These are two great legends from Judaism and Christianity, both of which share the same message. The first is an exact replication of the story, taken off a blog, and the second is my memorization of the story, which I read in a devotional book. Enjoy!
In the life of Moses, in Hebrew folklore, there is a remarkable passage. Moses finds a shepherd in the desert. He spends the day with the shepherd and helps him to milk his ewes, and at the end of the day he sees that the shepherd puts the best milk he has into a bowl, which he places on a flat stone some distance away. So Moses asks him what it is for and the shepherd replies, “This is God’s milk.” Moses is puzzled and asks him what he means. The shepherd says, “I always take the best milk I posess, and I bring it as an offering to God.”

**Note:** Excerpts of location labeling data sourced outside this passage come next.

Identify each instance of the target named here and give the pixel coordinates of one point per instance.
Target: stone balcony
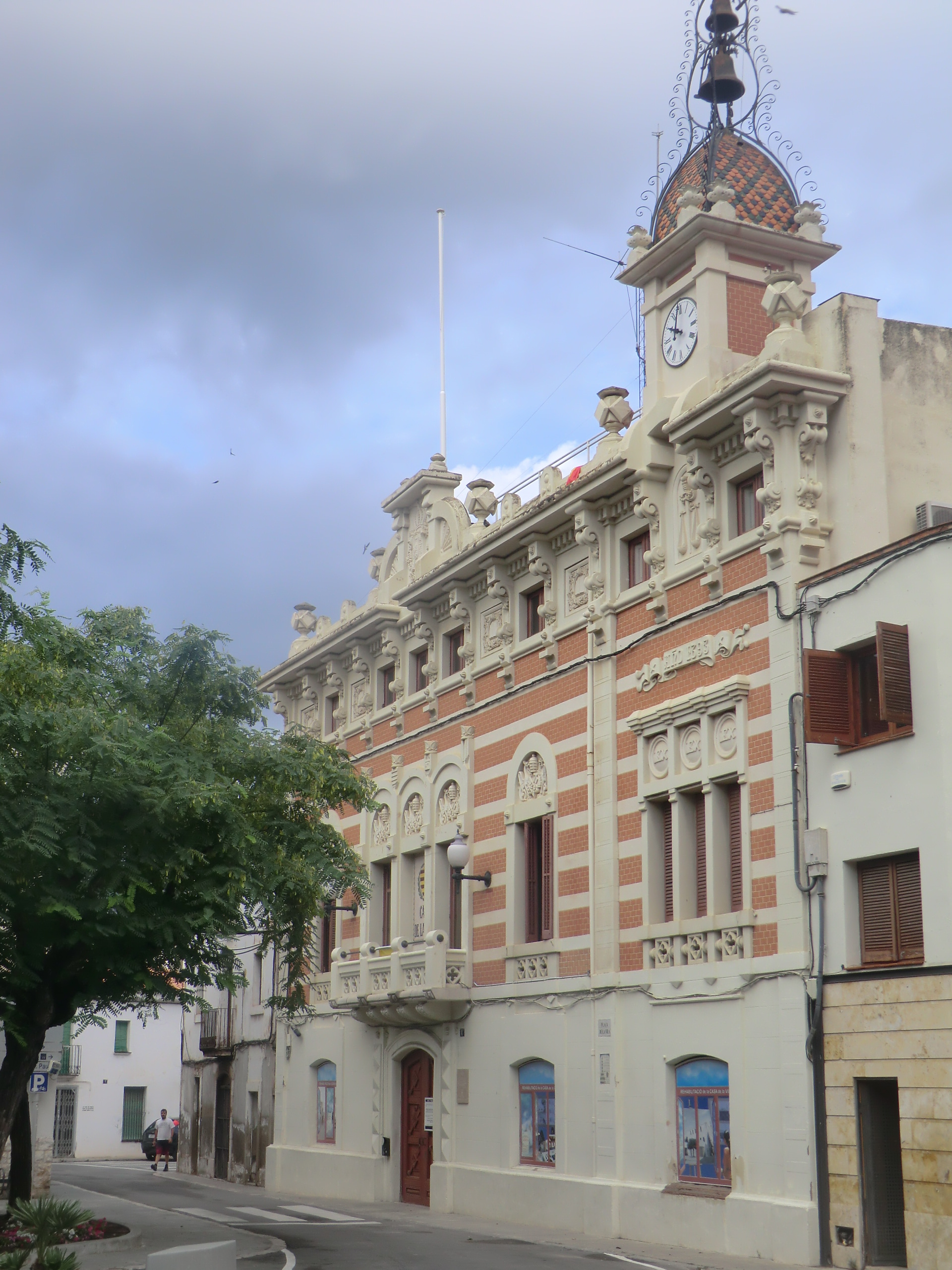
(407, 985)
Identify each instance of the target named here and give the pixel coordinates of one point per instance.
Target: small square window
(751, 509)
(639, 571)
(388, 679)
(534, 601)
(454, 662)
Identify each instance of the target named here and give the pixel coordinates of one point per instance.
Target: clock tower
(726, 221)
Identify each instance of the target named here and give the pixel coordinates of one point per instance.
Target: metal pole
(442, 347)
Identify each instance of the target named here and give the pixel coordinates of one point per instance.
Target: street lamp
(459, 858)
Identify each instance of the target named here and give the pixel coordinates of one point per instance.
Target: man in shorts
(164, 1132)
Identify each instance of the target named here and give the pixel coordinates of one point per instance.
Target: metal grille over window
(134, 1112)
(327, 1099)
(537, 1113)
(704, 1122)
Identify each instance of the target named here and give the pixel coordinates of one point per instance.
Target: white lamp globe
(459, 853)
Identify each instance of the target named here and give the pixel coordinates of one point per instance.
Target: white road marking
(210, 1216)
(325, 1214)
(268, 1214)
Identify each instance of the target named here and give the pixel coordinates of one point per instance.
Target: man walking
(164, 1132)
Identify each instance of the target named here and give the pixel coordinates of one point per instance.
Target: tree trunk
(21, 1153)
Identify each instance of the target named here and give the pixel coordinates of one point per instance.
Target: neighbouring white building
(228, 1079)
(114, 1081)
(604, 1023)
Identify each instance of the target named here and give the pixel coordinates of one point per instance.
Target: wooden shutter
(668, 864)
(829, 718)
(547, 906)
(737, 854)
(895, 683)
(532, 882)
(878, 913)
(909, 908)
(701, 855)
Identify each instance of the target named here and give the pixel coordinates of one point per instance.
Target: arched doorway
(416, 1141)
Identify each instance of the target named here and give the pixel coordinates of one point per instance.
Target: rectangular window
(701, 854)
(737, 847)
(419, 662)
(386, 697)
(861, 697)
(890, 911)
(134, 1108)
(327, 942)
(639, 571)
(454, 659)
(751, 511)
(538, 881)
(668, 861)
(532, 602)
(386, 898)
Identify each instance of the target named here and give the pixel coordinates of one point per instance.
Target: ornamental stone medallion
(726, 736)
(691, 747)
(532, 778)
(381, 827)
(413, 815)
(448, 804)
(658, 756)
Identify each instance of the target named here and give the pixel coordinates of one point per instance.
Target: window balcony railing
(71, 1061)
(402, 986)
(218, 1035)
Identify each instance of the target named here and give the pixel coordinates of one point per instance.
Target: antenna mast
(442, 347)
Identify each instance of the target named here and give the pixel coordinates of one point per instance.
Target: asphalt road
(336, 1236)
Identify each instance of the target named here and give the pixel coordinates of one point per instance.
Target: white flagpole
(442, 348)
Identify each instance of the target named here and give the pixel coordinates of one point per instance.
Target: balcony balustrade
(218, 1035)
(402, 986)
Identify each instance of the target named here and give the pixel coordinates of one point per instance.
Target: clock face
(679, 334)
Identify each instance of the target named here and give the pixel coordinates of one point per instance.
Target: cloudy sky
(219, 327)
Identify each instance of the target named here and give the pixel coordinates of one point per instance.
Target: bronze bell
(721, 83)
(722, 18)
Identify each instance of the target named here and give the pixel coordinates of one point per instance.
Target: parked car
(149, 1141)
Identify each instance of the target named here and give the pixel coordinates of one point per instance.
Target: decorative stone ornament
(532, 779)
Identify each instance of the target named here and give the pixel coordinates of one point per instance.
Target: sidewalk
(151, 1231)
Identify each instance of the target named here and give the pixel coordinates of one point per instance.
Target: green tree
(146, 820)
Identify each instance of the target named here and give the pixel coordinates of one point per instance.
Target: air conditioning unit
(930, 515)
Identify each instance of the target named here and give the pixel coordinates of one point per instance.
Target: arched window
(704, 1122)
(537, 1113)
(327, 1099)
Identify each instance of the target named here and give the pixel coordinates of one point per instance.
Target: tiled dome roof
(763, 193)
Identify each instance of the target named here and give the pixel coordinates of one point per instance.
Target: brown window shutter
(878, 915)
(828, 702)
(895, 681)
(701, 855)
(909, 908)
(547, 906)
(668, 864)
(737, 853)
(532, 882)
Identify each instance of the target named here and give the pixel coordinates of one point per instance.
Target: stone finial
(613, 412)
(721, 197)
(480, 502)
(810, 221)
(690, 203)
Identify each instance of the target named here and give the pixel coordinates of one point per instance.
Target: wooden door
(416, 1142)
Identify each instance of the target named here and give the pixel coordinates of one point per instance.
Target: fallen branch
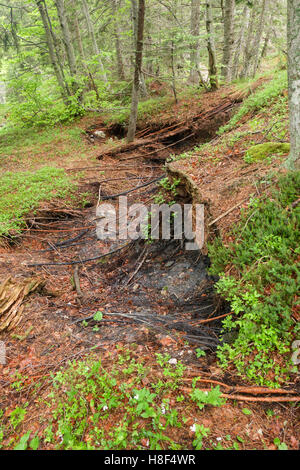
(253, 399)
(134, 189)
(228, 212)
(70, 263)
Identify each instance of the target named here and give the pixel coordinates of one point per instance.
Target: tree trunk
(259, 33)
(51, 48)
(212, 63)
(137, 71)
(248, 43)
(240, 45)
(228, 39)
(67, 39)
(93, 38)
(84, 63)
(120, 65)
(134, 13)
(195, 54)
(293, 40)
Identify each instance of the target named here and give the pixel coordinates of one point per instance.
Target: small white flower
(173, 361)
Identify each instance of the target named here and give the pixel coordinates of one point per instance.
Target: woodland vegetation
(189, 100)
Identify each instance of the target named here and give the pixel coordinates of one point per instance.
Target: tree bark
(228, 39)
(258, 37)
(134, 12)
(212, 63)
(51, 48)
(93, 38)
(247, 49)
(120, 65)
(67, 39)
(240, 45)
(194, 54)
(293, 40)
(137, 71)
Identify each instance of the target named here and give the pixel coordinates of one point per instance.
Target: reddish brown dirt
(51, 336)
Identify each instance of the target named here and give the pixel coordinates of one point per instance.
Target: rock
(100, 134)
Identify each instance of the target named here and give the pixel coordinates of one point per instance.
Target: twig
(137, 269)
(134, 189)
(77, 282)
(70, 263)
(228, 212)
(245, 398)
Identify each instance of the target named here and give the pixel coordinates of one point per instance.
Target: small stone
(100, 134)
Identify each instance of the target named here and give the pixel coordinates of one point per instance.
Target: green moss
(264, 97)
(260, 152)
(21, 192)
(263, 292)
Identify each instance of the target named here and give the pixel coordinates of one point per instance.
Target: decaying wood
(12, 295)
(160, 140)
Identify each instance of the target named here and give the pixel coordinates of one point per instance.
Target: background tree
(293, 41)
(137, 71)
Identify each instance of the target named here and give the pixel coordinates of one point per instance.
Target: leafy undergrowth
(130, 403)
(22, 148)
(21, 193)
(260, 277)
(262, 98)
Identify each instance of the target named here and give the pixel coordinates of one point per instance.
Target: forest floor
(147, 311)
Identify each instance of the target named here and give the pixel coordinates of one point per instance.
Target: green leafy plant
(262, 296)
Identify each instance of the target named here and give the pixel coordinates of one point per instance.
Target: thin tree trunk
(195, 54)
(120, 65)
(93, 38)
(240, 46)
(259, 33)
(247, 49)
(134, 13)
(51, 48)
(85, 66)
(293, 161)
(137, 72)
(212, 63)
(228, 39)
(67, 39)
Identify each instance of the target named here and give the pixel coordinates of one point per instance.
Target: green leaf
(22, 444)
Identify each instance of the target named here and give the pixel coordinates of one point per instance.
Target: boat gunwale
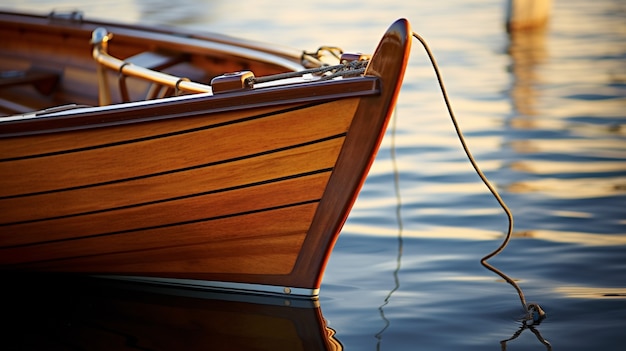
(186, 106)
(170, 38)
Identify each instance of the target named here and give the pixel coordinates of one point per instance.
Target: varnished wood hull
(249, 187)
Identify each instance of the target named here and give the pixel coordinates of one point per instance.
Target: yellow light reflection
(583, 292)
(445, 232)
(585, 239)
(562, 188)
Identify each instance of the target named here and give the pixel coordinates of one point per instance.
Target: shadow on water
(57, 312)
(396, 278)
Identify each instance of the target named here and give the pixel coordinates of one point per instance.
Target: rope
(528, 308)
(467, 151)
(348, 69)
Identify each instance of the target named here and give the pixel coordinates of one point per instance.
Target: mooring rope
(534, 313)
(348, 69)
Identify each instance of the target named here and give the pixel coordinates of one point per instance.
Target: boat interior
(61, 61)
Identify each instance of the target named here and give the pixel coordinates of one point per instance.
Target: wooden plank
(236, 202)
(242, 245)
(290, 162)
(28, 146)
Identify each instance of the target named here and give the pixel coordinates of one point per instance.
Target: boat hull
(247, 188)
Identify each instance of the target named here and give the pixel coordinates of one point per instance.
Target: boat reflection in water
(52, 312)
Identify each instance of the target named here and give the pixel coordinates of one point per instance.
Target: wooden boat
(86, 314)
(146, 162)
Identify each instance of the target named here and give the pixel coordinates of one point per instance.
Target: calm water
(545, 116)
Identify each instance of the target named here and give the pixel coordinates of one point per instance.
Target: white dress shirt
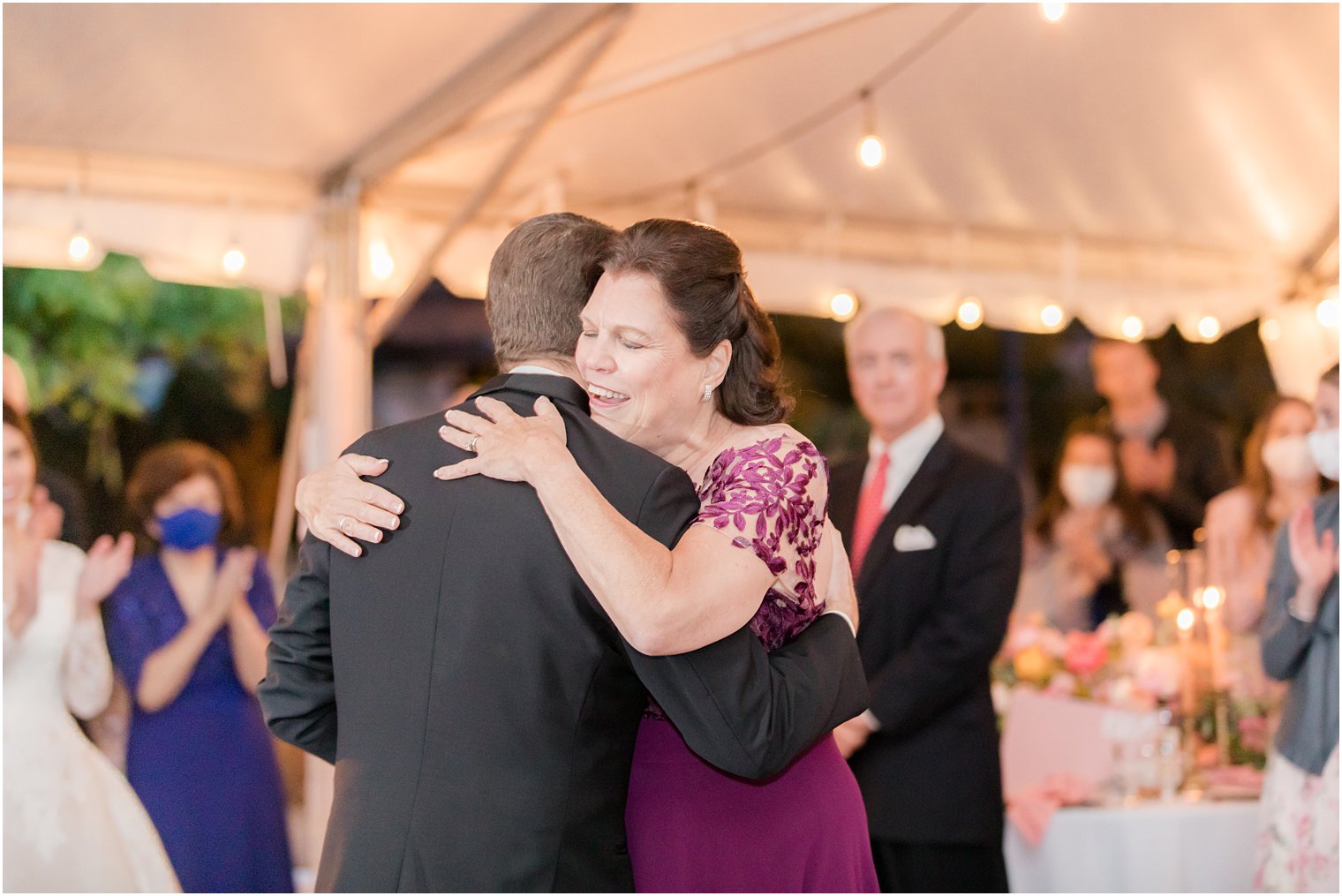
(906, 456)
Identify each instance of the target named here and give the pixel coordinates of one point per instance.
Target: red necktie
(870, 513)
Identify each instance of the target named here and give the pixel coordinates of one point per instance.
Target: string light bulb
(1051, 317)
(843, 306)
(234, 262)
(970, 312)
(1133, 328)
(79, 247)
(380, 260)
(871, 152)
(1210, 328)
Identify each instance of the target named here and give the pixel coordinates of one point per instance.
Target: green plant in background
(101, 343)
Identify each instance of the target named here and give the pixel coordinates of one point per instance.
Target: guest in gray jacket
(1298, 844)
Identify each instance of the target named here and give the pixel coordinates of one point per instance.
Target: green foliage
(80, 337)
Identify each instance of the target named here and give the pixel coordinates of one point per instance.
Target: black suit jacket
(479, 705)
(931, 621)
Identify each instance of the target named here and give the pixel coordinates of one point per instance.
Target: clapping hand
(108, 562)
(1314, 558)
(232, 581)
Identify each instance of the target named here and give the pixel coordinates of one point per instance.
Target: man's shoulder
(975, 474)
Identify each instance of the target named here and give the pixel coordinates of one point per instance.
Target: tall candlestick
(1216, 636)
(1184, 621)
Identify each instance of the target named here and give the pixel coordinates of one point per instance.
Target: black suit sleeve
(298, 694)
(737, 705)
(968, 624)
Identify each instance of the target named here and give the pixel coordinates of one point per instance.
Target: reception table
(1150, 847)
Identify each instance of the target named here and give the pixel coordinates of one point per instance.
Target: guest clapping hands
(1094, 549)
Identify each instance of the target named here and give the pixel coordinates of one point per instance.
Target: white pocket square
(914, 538)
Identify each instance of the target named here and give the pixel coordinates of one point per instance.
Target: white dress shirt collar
(906, 455)
(536, 368)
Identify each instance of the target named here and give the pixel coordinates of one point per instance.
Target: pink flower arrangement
(1086, 653)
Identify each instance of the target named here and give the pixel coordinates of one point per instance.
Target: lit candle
(1184, 621)
(1215, 635)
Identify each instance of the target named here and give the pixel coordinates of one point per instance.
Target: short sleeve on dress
(772, 498)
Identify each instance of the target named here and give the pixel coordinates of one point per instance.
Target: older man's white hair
(936, 340)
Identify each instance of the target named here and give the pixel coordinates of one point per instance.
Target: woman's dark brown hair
(162, 467)
(699, 273)
(20, 423)
(1256, 479)
(1129, 506)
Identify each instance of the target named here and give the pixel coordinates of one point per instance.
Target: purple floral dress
(774, 495)
(693, 828)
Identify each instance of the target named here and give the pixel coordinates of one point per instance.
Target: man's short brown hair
(539, 278)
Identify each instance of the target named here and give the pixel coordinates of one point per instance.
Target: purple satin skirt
(694, 829)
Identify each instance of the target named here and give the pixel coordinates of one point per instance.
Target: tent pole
(389, 312)
(453, 102)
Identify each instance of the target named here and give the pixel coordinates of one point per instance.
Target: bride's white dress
(72, 823)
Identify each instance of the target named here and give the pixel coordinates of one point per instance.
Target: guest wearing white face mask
(1279, 479)
(1298, 840)
(1093, 547)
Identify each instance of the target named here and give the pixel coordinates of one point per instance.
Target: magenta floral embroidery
(773, 495)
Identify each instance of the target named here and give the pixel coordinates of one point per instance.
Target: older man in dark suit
(936, 546)
(479, 705)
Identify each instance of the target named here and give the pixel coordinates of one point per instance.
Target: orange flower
(1032, 666)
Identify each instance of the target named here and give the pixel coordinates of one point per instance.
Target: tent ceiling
(1187, 152)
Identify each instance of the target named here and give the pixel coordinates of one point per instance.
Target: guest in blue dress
(187, 632)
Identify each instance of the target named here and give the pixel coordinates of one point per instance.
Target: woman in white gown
(72, 823)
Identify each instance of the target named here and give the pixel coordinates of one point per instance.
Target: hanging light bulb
(380, 260)
(871, 152)
(970, 312)
(234, 262)
(1053, 11)
(1051, 317)
(843, 306)
(79, 247)
(1210, 328)
(1328, 312)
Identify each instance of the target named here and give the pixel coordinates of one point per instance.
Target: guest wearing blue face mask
(187, 632)
(1093, 547)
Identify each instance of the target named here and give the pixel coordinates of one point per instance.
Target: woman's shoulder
(59, 565)
(779, 441)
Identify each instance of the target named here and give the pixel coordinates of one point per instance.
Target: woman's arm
(87, 666)
(167, 669)
(247, 630)
(663, 601)
(340, 508)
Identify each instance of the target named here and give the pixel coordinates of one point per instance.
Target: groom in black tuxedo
(479, 705)
(934, 536)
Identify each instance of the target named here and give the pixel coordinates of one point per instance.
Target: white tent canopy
(1150, 160)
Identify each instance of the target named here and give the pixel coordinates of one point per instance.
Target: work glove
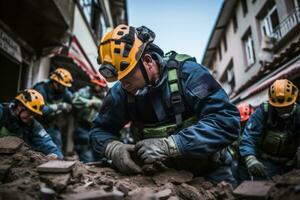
(95, 103)
(120, 154)
(64, 107)
(156, 149)
(255, 168)
(52, 156)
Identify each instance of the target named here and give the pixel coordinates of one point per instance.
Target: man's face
(25, 115)
(284, 110)
(133, 81)
(58, 87)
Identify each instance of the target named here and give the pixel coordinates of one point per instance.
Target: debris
(56, 166)
(142, 194)
(98, 194)
(56, 181)
(189, 192)
(10, 144)
(47, 193)
(253, 189)
(172, 176)
(163, 194)
(3, 171)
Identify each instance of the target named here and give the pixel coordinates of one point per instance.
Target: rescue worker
(17, 118)
(57, 102)
(181, 117)
(87, 102)
(271, 135)
(237, 166)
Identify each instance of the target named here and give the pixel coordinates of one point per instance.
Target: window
(225, 43)
(228, 78)
(244, 7)
(249, 48)
(86, 6)
(297, 3)
(220, 52)
(234, 21)
(269, 22)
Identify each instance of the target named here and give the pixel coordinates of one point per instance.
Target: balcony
(288, 24)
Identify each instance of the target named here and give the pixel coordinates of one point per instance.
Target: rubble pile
(26, 174)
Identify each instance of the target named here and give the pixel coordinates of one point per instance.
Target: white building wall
(85, 38)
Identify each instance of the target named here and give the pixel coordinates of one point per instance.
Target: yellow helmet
(62, 76)
(282, 93)
(121, 49)
(32, 100)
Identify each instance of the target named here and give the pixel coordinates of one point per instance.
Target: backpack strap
(174, 64)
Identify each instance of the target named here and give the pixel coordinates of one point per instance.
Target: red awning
(77, 54)
(286, 72)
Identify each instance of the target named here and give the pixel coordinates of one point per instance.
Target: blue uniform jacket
(51, 97)
(218, 120)
(254, 131)
(34, 135)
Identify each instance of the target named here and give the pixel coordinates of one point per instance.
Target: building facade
(252, 44)
(36, 37)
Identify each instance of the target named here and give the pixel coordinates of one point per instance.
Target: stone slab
(10, 144)
(253, 189)
(56, 166)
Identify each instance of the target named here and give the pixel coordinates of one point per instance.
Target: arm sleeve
(218, 120)
(252, 133)
(41, 141)
(110, 120)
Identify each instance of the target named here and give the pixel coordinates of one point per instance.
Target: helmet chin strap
(159, 61)
(144, 73)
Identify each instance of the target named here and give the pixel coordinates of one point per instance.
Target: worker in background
(87, 102)
(57, 102)
(237, 166)
(18, 119)
(271, 136)
(181, 117)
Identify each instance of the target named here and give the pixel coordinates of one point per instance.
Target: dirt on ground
(19, 179)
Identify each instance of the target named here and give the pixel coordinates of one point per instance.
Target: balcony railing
(291, 21)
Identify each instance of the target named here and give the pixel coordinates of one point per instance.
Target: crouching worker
(181, 117)
(17, 118)
(272, 135)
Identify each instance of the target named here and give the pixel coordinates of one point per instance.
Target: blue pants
(272, 169)
(81, 144)
(55, 134)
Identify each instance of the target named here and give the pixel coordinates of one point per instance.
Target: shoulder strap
(174, 64)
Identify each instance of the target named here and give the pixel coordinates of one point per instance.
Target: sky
(180, 25)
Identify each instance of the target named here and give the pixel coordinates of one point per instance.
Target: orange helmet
(99, 82)
(32, 100)
(62, 76)
(246, 111)
(121, 49)
(282, 93)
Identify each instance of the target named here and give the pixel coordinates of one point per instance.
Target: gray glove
(65, 106)
(156, 149)
(255, 168)
(119, 153)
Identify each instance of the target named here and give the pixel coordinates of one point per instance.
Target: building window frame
(267, 22)
(235, 23)
(248, 45)
(244, 7)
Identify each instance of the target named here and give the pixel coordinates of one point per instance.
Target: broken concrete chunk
(172, 176)
(3, 171)
(97, 195)
(253, 189)
(142, 194)
(163, 194)
(10, 144)
(56, 166)
(189, 192)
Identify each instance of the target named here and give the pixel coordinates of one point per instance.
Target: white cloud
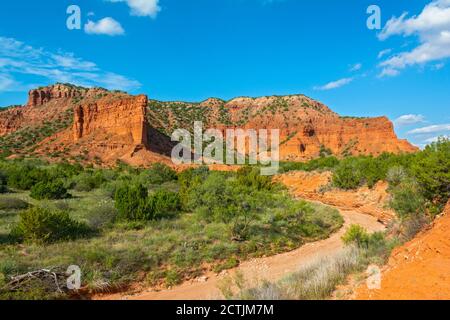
(7, 83)
(431, 129)
(382, 53)
(335, 84)
(431, 26)
(106, 26)
(438, 66)
(17, 58)
(356, 67)
(409, 119)
(435, 139)
(142, 8)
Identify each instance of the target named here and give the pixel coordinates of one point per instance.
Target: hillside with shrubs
(154, 226)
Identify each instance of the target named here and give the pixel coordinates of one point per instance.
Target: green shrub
(49, 191)
(160, 173)
(251, 177)
(42, 225)
(88, 181)
(347, 175)
(131, 201)
(24, 177)
(164, 204)
(12, 204)
(431, 170)
(101, 216)
(407, 200)
(3, 183)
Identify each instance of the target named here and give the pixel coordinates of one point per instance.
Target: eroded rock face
(123, 117)
(417, 270)
(112, 125)
(307, 127)
(41, 96)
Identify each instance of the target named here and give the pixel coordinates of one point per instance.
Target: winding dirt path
(269, 268)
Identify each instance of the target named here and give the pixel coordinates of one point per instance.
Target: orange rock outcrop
(418, 270)
(307, 126)
(114, 125)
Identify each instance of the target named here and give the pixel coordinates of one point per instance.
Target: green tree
(431, 169)
(41, 225)
(49, 191)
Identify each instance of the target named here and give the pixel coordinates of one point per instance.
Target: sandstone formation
(112, 125)
(419, 269)
(316, 186)
(41, 96)
(124, 117)
(307, 127)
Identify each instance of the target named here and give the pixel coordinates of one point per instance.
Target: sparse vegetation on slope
(190, 222)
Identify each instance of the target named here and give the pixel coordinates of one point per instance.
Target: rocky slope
(307, 127)
(70, 122)
(419, 269)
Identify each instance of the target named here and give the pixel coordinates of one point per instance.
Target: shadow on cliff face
(159, 142)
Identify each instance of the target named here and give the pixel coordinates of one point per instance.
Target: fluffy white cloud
(142, 8)
(409, 119)
(382, 53)
(335, 84)
(106, 26)
(434, 139)
(431, 129)
(17, 58)
(356, 67)
(431, 26)
(7, 83)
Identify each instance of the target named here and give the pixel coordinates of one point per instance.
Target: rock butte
(113, 125)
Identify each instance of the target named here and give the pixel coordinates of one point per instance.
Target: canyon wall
(111, 125)
(123, 117)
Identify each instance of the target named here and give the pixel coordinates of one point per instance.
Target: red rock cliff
(123, 117)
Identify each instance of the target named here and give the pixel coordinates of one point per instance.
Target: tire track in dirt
(267, 268)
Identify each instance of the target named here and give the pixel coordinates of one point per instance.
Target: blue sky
(192, 50)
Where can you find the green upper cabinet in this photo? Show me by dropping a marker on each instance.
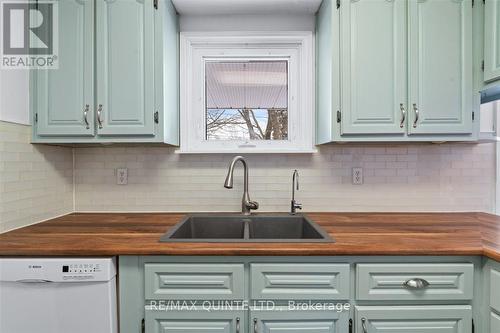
(373, 44)
(492, 40)
(117, 60)
(63, 99)
(405, 71)
(440, 67)
(125, 67)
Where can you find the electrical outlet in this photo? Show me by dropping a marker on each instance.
(357, 176)
(122, 176)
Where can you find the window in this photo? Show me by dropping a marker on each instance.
(246, 93)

Moses, who is far more sophisticated than the shepherd with his naive faith, asks, “And does God drink it?”
“Yes,” replies the shepherd, “He does.”
Then Moses feels compelled to enlighten the poor shepherd and he explains that God, being pure spirit, does not drink milk. Yet the shepherd is sure that He does, and so they have a short argument, which ends with Moses telling the shepherd to hide behind the bushes to find out whether in fact God does come to drink the milk.
Moses then goes out to pray in the desert. The shepherd hides, the night comes, and in the moonlight the shepherd sees a little fox that comes trotting from the desert, looks right, looks left and heads straight towards the milk, which he laps up, and disappears into the desert again.
The next morning Moses finds the shepherd quite depressed and downcast. “What’s the matter?” he asks.
The shepherd says “You were right, God is pure spirit and He doesn’t want my milk.” Moses is surprised. He says “you should be happy. You know more about God than you did before.”
“Yes, I do,” says the shepherd, “but the only thing I could do to express my love for Him has been taken away from me.”
Moses sees the point. He retires into the desert and prays hard. In the night, in a vision, God speaks to him and says “Moses, you were wrong. It is true that I am pure spirit. Nevertheless, I always accepted with gratitude the milk which the shepherd offered me as the expression of his love, but since, being pure spirit, I do not need the milk, I shared it with this little fox, who is very fond of milk.”
There once lived a jugglar who would perform tricks for Our Lady of the Rosary at a certain shrine. Every day he would go before the statue and juggle his balls, than at the end of the day go home and rest. He was the only one who ever visited Our Lady, but the priest who took care of the shrine became worried about this man, thinking he was causing trouble in the shrine. So he waited for the jugglar to come, and as soon as he did, he chased the man out before he could even do one act. As he ran, the jugglar had dropped his balls, which the priest immediately scooped up and hid in his bedroom.
That night, the priest had a dream. In it, Our Lady approached him, saying “Why did you chase out the man who juggled for me? I enjoyed his work very much, and as there was no one else to come see me, I was happy to be with him.” The priest replied, “O Lady, I thought he was only there to mock you!” Our Lady answered, “He wished to honor me, and knew no other way to. You have taken away his only means of honoring me.” The priest was saddened and begged Our Lady to help him teach the jugglar how to properly honor her. She said, “I want you to teach him the rosary.” “And how will I know,” asked the priest, “That this is what God wants?” “I will leave you a sign,” Our Lady answered, and the dream ended.
The priest awoke. He was suddenly filled with the urge to go to the cupboard where he had hid the balls. But when he opened the cupboard, he found it empty. He immediately ran to the jugglar’s house, and he found that the balls had been returned to him. And he taught the man how to pray the rosary.